Wanneer ben je ambivert?
[3] ...
[4] [slot] ...


Slide 7 - Slide

Welke structuur herken je in de vorige tekst?
A
Probleem-oplossing
B
Aspectenstructuur
C
Voor- en nadelenstructuur
D
Er zit geen structuur in

Slide 8 - Quiz

"Introverte personen zijn gevoelig voor prikkels. Daarom kunnen introverte mensen goed alleen zijn."
Wat is het signaalwoord?
A
Introverte
B
Kunnen
C
Daarom
D
Alleen

Slide 9 - Quiz

"Introverte personen zijn gevoelig voor prikkels.
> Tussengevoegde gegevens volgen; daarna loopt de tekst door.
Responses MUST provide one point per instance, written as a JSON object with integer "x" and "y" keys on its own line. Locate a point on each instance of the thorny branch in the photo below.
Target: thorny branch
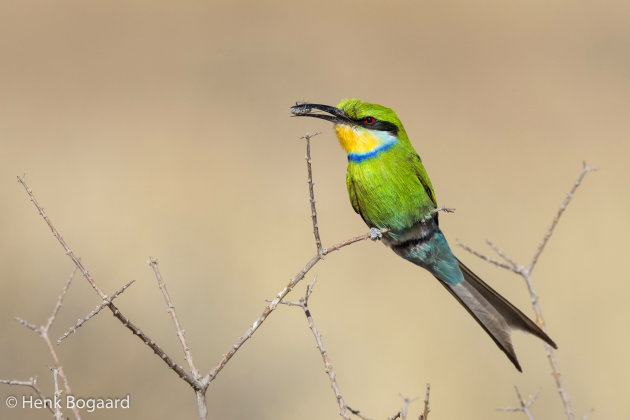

Daarom kunnen introverte mensen goed alleen zijn."
Tekstverband?
A
Oorzaak-gevolg
B
Reden
C
tegenstelling
D
conclusie

Slide 10 - Quiz

"Extraverte mensen daarentegen zijn vaak wat impulsiever en voelen zich goed wanneer ze onderdeel zijn van een grote groep. "
Signaalwoorden?
A
wat, wanneer
B
Ze, vaak
C
Onderdeel, groep
D
Daarentegen, en

Slide 11 - Quiz

"Extraverte mensen daarentegen zijn vaak wat impulsiever en voelen zich goed wanneer ze onderdeel zijn van een grote groep. "
Tekstverband?
A
Reden en doel-middel
B
Opsomming en tegenstelling
C
Oorzaak-gevolg en toelichting
D
Opsomming en toelichting

Slide 12 - Quiz

En nu jij zelf!
Maak van Nieuw Nederlands 2.1.
Vragen? Noteer ze en neem ze mee naar de volgende les.